Today's Wills & Probate Podcast

Where there's a will, there's a way

Today's Wills and Probate Season 5 Episode 5

Use Left/Right to seek, Home/End to jump to start or end. Hold shift to jump forward or backward.

0:00 | 20:28

A deeply personal tragedy is the inspiration behind a new book launched by will writer Steve Bish, and the topic of discussion on the latest Today’s Wills and Probate podcast.

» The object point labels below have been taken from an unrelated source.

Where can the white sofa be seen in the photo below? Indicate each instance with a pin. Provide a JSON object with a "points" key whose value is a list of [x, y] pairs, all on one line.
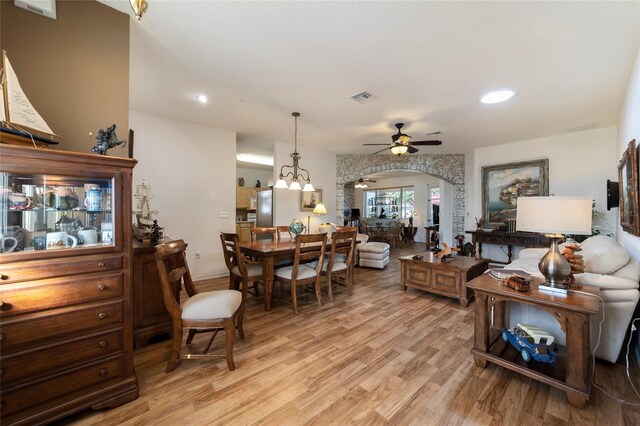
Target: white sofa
{"points": [[607, 266]]}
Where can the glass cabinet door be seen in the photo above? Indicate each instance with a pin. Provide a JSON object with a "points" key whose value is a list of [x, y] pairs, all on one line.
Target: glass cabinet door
{"points": [[49, 212]]}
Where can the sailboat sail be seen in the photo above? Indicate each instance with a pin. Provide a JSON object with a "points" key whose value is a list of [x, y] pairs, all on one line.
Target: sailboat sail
{"points": [[20, 112]]}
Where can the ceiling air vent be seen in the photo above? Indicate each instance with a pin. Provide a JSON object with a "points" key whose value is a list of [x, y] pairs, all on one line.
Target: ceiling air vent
{"points": [[363, 97]]}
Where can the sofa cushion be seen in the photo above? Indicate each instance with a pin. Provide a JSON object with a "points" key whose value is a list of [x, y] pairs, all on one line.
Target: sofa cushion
{"points": [[603, 255]]}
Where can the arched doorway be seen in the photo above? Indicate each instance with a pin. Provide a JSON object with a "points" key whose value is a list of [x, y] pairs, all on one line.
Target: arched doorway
{"points": [[448, 167]]}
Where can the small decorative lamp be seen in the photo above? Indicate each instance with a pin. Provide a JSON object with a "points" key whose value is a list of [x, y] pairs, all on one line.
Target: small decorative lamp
{"points": [[318, 209], [554, 216]]}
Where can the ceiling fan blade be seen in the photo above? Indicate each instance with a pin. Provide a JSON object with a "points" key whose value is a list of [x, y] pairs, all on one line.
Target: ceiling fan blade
{"points": [[378, 152], [426, 143]]}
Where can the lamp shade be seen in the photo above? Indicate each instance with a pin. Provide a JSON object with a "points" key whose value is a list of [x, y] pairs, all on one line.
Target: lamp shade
{"points": [[320, 209], [554, 215]]}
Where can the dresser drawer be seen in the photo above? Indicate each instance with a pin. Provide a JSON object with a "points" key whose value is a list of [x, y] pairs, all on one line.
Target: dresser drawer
{"points": [[418, 274], [41, 269], [34, 396], [445, 281], [40, 328], [55, 292], [24, 366]]}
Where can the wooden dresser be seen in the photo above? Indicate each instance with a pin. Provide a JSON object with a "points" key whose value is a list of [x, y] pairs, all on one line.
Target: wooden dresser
{"points": [[65, 304]]}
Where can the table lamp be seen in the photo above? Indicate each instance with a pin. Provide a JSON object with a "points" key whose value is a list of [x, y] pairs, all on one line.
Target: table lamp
{"points": [[318, 209], [554, 216]]}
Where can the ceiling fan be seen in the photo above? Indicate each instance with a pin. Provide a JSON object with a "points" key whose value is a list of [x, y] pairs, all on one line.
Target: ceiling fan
{"points": [[401, 143], [361, 182]]}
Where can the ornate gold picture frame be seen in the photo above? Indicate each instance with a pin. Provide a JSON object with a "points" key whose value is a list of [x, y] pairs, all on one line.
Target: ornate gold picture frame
{"points": [[628, 184]]}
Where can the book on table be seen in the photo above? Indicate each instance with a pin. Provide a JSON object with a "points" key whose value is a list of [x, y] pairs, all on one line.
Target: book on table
{"points": [[500, 273]]}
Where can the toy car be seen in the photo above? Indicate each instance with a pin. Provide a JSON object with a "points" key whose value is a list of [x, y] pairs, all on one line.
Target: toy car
{"points": [[532, 343]]}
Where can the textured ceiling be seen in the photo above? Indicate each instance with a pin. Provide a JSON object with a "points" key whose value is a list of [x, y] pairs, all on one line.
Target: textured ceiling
{"points": [[428, 63]]}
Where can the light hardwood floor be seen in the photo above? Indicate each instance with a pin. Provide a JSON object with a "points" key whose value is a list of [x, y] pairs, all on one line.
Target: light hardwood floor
{"points": [[380, 356]]}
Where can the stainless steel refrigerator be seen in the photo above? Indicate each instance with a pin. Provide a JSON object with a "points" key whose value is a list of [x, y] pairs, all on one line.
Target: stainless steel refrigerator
{"points": [[264, 208]]}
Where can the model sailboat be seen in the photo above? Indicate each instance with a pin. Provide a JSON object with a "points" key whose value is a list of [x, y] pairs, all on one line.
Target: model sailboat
{"points": [[19, 121]]}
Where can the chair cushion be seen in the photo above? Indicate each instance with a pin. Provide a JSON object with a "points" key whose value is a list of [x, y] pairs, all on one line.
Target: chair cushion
{"points": [[603, 255], [211, 305], [338, 265], [374, 256], [375, 247], [304, 272], [253, 270]]}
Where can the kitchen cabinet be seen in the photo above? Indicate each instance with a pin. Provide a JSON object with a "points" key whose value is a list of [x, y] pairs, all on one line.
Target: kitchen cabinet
{"points": [[244, 196], [65, 294], [243, 229]]}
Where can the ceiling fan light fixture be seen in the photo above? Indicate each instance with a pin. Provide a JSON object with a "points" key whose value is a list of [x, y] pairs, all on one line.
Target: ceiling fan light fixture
{"points": [[497, 96], [139, 7], [295, 186], [399, 149]]}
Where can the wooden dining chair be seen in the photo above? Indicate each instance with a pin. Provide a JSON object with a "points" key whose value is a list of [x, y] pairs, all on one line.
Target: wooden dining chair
{"points": [[340, 261], [308, 247], [261, 231], [243, 272], [209, 311]]}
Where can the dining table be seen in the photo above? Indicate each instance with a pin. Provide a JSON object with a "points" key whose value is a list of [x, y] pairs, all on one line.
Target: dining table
{"points": [[269, 251]]}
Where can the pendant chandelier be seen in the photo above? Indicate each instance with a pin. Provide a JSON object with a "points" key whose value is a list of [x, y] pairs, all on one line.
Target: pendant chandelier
{"points": [[297, 173]]}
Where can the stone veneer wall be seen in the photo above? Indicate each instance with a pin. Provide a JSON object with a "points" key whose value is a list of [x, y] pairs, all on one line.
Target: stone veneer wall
{"points": [[349, 195], [448, 167]]}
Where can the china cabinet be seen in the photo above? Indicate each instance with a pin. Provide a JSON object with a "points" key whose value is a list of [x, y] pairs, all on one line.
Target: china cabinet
{"points": [[65, 284]]}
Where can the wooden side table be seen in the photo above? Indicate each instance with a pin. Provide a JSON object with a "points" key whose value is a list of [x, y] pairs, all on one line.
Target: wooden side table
{"points": [[572, 371], [150, 316], [446, 278]]}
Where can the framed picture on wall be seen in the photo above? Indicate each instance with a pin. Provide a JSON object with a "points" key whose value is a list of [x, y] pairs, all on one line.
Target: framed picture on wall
{"points": [[628, 188], [502, 184], [309, 200]]}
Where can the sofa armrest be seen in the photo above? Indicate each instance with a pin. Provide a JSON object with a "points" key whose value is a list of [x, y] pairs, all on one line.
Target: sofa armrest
{"points": [[532, 253]]}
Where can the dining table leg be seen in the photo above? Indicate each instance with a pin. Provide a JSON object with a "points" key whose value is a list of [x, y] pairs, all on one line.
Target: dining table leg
{"points": [[268, 263]]}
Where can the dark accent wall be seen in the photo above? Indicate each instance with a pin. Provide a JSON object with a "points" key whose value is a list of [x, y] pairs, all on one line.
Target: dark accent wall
{"points": [[74, 70]]}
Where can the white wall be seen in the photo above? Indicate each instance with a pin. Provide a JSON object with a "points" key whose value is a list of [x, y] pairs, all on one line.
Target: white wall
{"points": [[420, 183], [252, 175], [579, 165], [192, 170], [322, 169], [628, 129]]}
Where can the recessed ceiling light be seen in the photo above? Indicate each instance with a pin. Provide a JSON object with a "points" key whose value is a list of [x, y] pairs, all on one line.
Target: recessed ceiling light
{"points": [[256, 159], [497, 96]]}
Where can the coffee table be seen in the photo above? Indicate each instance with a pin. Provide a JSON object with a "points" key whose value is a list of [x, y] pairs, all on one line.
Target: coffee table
{"points": [[446, 278]]}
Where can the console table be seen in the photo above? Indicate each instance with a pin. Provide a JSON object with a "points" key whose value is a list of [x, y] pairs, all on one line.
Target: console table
{"points": [[572, 370], [524, 239]]}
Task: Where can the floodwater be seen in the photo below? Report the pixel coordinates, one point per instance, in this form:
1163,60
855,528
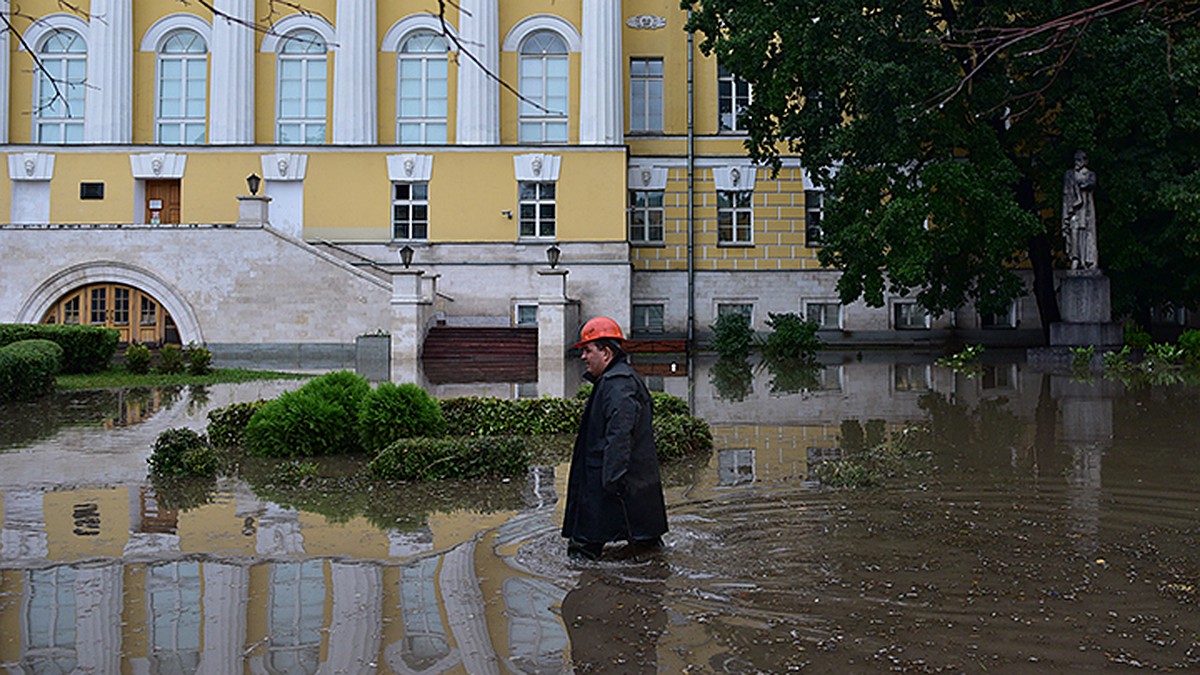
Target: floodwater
1053,527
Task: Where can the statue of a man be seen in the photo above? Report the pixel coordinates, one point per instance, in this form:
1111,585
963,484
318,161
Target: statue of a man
1079,214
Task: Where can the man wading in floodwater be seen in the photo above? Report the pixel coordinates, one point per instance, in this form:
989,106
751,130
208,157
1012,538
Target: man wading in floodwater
613,491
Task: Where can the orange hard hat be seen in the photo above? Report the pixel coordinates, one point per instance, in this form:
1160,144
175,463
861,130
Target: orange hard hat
597,328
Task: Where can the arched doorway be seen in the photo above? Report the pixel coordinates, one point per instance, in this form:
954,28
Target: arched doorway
133,312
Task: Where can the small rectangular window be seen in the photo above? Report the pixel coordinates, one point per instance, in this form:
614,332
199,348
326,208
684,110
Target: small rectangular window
91,190
411,210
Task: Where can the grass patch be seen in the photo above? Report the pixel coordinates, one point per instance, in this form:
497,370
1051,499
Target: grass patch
121,377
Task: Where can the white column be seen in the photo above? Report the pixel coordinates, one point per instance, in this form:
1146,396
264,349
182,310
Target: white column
232,63
355,73
109,106
479,94
601,114
4,76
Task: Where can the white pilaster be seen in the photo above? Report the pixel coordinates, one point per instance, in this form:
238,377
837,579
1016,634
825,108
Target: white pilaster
109,108
355,73
479,94
601,113
232,63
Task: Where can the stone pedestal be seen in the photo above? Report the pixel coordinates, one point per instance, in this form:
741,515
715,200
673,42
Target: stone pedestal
558,318
1084,302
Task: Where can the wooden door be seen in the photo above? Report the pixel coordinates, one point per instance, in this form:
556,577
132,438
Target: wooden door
162,202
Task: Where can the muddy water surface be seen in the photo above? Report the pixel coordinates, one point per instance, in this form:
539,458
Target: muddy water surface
1054,525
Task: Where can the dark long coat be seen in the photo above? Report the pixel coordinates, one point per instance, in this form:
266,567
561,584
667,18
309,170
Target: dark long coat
615,490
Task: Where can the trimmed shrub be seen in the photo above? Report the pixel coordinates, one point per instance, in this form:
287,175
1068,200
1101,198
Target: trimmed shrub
301,423
227,424
171,359
28,369
199,359
732,335
432,459
183,452
137,358
85,348
681,435
399,411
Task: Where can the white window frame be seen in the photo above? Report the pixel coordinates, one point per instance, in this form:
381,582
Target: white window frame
298,47
532,210
646,93
640,204
544,118
733,94
736,207
430,123
187,60
413,204
60,100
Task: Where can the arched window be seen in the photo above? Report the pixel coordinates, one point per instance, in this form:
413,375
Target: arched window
300,94
544,89
60,94
421,89
183,73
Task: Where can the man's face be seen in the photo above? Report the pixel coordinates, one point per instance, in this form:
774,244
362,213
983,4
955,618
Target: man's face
595,358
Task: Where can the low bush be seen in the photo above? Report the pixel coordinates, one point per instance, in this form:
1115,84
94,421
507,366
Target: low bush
791,336
28,369
85,348
677,436
171,359
228,424
399,411
732,335
137,358
199,359
433,459
183,452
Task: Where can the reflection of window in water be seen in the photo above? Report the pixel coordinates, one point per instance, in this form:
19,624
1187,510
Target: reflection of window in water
425,637
735,467
816,455
173,593
49,621
537,639
999,376
295,615
910,377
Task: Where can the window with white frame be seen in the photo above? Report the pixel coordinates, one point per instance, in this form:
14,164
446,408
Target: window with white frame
60,90
910,316
537,209
826,315
732,99
544,85
183,84
645,94
421,89
735,216
647,318
646,216
411,210
300,91
814,213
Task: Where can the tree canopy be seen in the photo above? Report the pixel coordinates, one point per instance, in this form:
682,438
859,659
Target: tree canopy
942,131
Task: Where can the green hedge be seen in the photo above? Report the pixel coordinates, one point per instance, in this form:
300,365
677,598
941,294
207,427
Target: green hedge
28,369
432,459
87,348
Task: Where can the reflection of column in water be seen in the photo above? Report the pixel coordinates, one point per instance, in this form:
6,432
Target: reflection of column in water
97,596
358,615
226,587
23,537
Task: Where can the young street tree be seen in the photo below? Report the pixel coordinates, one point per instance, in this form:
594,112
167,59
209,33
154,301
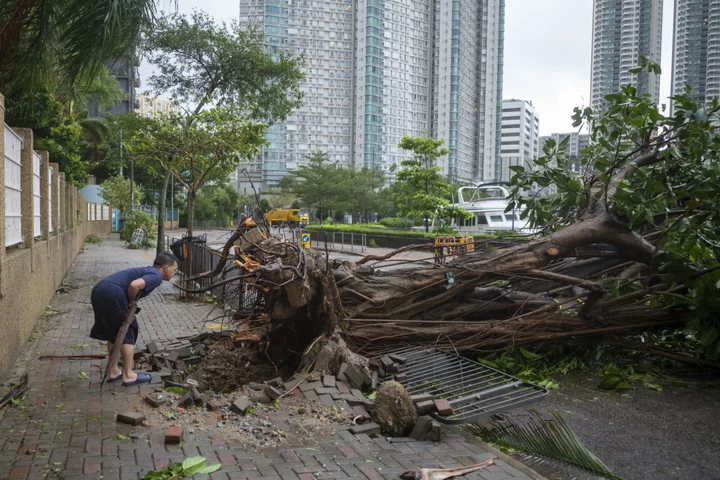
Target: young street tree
200,65
421,190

Bish is somewhat typical of many will writers who have unconventional routes in to the legal profession. His own career began in sales, marketing, training and recruitment, before running a traditional wooden window manufacturing business. 

But the untimely and tragic death of a friend led Bish to retrain and become a will writer after supporting the family of his friend, and helping deal with the legal aftermath. 

Close friend Carl was killed in a traffic collision during a scooter ride the pair were taking one evening. Carl died without a will, leaving his wife Anne and young daughter to navigate the rules of intestacy at the worst possible time. Witnessing their struggle left an imprint on Steve that inspired him to retrain. 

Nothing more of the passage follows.